As column “a” moves to position “b” and then “c”, its vertical extent ∆z stretches. This assumes that the top of the air columns is at the tropopause, while the bottom follows the sloping terrain. Due to conservation of potential vorticity ζ_{p}, this stretching must be accompanied by an increase in relative vorticity ∆ζ _{r} :

\(\ \begin{align} \Delta \zeta_{r}=2 \cdot R \cdot \alpha \cdot \zeta_{p}\tag{13.8}\end{align}\)

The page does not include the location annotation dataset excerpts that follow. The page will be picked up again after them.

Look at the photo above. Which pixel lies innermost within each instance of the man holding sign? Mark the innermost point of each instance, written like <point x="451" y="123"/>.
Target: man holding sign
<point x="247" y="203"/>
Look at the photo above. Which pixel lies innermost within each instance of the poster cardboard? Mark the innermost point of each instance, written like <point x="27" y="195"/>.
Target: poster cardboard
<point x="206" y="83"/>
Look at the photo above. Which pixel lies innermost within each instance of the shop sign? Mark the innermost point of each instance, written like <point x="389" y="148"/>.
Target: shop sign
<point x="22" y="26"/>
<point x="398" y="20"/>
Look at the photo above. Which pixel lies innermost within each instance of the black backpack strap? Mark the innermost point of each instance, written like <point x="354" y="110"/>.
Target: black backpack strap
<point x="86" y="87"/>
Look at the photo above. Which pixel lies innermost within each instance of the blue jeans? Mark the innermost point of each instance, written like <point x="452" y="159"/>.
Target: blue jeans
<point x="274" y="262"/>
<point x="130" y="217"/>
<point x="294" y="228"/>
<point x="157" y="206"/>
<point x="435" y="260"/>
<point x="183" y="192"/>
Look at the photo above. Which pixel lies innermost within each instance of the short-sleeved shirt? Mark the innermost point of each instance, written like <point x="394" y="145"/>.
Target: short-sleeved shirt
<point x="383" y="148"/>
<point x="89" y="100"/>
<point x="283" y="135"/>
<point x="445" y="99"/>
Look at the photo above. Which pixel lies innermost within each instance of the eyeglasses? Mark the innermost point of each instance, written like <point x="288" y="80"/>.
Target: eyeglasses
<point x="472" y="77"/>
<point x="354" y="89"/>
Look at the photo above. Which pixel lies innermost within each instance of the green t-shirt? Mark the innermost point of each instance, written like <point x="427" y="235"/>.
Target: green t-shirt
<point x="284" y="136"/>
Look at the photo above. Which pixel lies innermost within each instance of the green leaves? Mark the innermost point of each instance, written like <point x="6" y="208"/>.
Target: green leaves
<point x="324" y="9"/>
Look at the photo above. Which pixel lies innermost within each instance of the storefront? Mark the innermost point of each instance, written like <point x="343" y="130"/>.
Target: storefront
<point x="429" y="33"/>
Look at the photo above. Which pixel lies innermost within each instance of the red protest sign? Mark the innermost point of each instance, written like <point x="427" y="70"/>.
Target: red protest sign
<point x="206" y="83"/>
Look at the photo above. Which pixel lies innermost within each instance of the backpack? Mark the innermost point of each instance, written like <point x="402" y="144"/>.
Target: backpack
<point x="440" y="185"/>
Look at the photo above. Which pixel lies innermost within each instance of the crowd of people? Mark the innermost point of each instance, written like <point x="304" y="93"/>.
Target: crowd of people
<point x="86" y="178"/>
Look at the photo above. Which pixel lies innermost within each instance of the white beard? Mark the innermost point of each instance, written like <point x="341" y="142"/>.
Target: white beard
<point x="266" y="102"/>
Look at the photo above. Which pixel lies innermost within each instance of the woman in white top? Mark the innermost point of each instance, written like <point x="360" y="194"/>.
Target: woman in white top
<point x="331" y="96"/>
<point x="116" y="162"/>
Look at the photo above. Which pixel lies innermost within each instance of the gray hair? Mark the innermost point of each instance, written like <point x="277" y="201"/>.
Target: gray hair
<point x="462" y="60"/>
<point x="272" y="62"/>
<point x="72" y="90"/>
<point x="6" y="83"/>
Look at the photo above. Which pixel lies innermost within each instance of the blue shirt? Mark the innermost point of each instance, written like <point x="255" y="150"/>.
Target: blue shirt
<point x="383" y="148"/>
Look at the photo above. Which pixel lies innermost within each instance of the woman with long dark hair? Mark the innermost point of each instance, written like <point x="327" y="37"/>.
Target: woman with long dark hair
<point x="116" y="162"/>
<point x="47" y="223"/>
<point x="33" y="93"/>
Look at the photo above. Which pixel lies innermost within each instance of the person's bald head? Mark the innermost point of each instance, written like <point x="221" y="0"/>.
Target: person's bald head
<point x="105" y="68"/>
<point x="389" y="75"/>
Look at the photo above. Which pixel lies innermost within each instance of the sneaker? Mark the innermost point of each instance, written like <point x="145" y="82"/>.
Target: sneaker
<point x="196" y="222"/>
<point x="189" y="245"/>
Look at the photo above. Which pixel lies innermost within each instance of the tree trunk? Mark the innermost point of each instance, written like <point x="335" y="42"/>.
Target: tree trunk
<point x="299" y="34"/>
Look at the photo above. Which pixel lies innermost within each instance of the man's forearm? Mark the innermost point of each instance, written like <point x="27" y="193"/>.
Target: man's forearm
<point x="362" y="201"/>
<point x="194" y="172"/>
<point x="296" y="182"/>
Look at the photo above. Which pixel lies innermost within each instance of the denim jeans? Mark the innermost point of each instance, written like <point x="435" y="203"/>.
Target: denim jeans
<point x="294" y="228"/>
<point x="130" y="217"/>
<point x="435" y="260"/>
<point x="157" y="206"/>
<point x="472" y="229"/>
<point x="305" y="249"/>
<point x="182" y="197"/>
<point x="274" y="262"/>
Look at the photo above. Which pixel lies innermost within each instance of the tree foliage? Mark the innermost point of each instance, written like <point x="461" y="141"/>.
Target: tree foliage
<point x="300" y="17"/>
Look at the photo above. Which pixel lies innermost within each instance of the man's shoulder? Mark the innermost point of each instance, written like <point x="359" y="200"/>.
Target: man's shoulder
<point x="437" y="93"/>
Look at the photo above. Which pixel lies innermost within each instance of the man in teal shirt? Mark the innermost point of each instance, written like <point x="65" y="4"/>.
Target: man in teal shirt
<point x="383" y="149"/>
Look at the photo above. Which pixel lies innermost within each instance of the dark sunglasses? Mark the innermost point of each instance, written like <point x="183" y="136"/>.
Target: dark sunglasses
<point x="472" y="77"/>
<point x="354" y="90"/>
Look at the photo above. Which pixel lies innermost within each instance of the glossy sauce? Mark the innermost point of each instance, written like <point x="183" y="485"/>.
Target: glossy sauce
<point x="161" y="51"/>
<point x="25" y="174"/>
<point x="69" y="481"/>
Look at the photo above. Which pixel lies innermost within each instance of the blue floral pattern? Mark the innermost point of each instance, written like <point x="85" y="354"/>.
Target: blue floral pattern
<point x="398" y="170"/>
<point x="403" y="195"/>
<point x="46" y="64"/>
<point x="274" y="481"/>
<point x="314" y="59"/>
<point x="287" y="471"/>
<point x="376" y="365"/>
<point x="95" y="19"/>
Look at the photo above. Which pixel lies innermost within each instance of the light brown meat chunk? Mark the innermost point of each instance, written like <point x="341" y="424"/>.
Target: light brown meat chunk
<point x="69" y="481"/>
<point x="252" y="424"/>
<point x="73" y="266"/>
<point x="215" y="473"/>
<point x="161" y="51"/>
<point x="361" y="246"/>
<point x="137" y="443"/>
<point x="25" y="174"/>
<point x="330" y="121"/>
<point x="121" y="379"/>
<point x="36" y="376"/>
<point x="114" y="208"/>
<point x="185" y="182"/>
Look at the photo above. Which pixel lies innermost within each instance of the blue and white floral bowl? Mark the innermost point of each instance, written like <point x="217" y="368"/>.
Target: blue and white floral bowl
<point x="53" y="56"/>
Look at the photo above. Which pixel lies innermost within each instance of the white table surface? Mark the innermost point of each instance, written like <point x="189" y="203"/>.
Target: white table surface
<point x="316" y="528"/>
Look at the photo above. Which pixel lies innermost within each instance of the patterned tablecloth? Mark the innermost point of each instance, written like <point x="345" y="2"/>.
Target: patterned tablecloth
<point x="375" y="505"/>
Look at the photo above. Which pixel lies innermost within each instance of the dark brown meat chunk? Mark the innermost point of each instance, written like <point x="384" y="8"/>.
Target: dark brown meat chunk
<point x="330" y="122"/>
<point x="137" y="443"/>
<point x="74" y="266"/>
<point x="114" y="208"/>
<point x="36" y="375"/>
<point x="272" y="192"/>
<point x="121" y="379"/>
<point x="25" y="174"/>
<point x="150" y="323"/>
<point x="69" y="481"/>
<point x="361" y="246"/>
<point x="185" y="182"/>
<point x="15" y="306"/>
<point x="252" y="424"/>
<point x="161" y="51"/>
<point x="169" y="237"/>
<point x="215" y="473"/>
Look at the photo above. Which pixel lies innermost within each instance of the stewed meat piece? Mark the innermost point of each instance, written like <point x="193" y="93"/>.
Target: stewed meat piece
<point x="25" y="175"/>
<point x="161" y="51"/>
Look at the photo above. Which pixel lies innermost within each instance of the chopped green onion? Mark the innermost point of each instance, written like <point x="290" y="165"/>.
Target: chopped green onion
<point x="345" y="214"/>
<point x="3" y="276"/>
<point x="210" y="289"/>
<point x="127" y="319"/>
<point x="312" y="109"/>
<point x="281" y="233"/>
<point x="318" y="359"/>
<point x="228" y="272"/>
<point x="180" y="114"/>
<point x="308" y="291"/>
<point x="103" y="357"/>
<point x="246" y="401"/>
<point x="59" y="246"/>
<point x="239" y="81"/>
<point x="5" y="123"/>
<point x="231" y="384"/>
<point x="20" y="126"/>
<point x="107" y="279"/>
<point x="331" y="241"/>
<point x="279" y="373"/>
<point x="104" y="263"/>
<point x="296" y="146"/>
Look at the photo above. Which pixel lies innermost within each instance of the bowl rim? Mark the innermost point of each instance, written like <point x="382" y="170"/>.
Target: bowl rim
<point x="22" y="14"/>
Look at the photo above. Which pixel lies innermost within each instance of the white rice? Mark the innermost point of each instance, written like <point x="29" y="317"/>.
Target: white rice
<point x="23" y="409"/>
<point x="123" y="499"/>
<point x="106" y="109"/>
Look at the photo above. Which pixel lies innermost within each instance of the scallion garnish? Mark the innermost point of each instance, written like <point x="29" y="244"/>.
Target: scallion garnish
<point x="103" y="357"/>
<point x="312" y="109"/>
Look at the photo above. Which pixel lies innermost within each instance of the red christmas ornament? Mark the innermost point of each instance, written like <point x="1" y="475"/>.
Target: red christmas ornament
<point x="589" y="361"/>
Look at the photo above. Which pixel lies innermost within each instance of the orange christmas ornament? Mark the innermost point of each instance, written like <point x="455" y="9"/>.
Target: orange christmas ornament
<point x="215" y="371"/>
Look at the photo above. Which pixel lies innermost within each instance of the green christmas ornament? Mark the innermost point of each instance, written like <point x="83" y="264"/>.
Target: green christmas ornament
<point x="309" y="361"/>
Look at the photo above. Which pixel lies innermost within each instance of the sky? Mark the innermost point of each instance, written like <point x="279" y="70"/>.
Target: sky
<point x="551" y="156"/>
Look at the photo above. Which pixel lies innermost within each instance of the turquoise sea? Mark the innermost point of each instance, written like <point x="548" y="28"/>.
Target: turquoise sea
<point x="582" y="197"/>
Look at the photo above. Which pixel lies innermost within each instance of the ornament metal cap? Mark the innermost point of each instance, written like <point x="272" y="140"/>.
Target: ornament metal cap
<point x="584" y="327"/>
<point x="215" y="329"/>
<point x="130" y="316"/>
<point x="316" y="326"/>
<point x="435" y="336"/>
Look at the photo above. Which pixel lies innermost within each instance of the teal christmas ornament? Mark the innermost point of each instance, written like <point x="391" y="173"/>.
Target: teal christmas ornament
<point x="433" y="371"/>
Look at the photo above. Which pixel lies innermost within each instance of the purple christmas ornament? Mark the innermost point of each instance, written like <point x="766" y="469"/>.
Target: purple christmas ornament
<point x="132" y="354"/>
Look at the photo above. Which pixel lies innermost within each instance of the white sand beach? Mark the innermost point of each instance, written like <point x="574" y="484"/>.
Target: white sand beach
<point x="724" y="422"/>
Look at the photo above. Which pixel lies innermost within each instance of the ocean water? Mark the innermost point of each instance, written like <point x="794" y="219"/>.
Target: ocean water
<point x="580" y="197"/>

R is cyclone radius and α = ∆z/∆x is terrain slope.

Conversely, as column “c” moves to position “d” and then “a”, its vertical extent shrinks, forcing its relative vorticity to decrease to maintain constant potential vorticity. Hence, the center of action of the low center shifts (translates) equatorward (white arrow in Fig. 13.21) and downslope (eastward, in this example), following the region of increasing ζ_{r} .

A similar conclusion can be reached by considering conservation of isentropic potential vorticity (IPV). Air in the bottom of column “a” descends and warms adiabatically en route to position “c”, while there is no descent warming at the column top. Hence, the static stability of the column decreases at its equatorward and downslope sides. This drives an increase in relative vorticity on the equatorward and east flanks of the cyclone to conserve IPV. Again, the cyclone moves equatorward and eastward toward the region of greater ζ _{r} .

**Sample Application**

The cyclone of Fig. 13.21 has ζ_{p} = 1x10^{–8} m^{–1}·s^{–1} and R = 600 km. The mountain slope is 1:500. Find the relative-vorticity change on the equatorward side.

**Find the Answer**

Given: ζ_{p} = 1x10^{–8} m^{–1}·s^{–1}, R = 600 km, α = 0.002

Find: ∆ζ_{r} = ? s^{–1} .

Assume constant latitude in Northern Hemisphere.

Use eq. (13.8):

∆ζ_{r} = 2 · (600,000 m) · (0.002) · (1x10^{–8} m^{–1}·s^{–1}) = ** 2.4x10^{–5} s^{–1}** .

**Check:** Physics and units are reasonable

**Exposition:** A similar decrease is likely on the poleward side. The combined effect causes the cyclone to translate equatorward to where vorticity is greatest.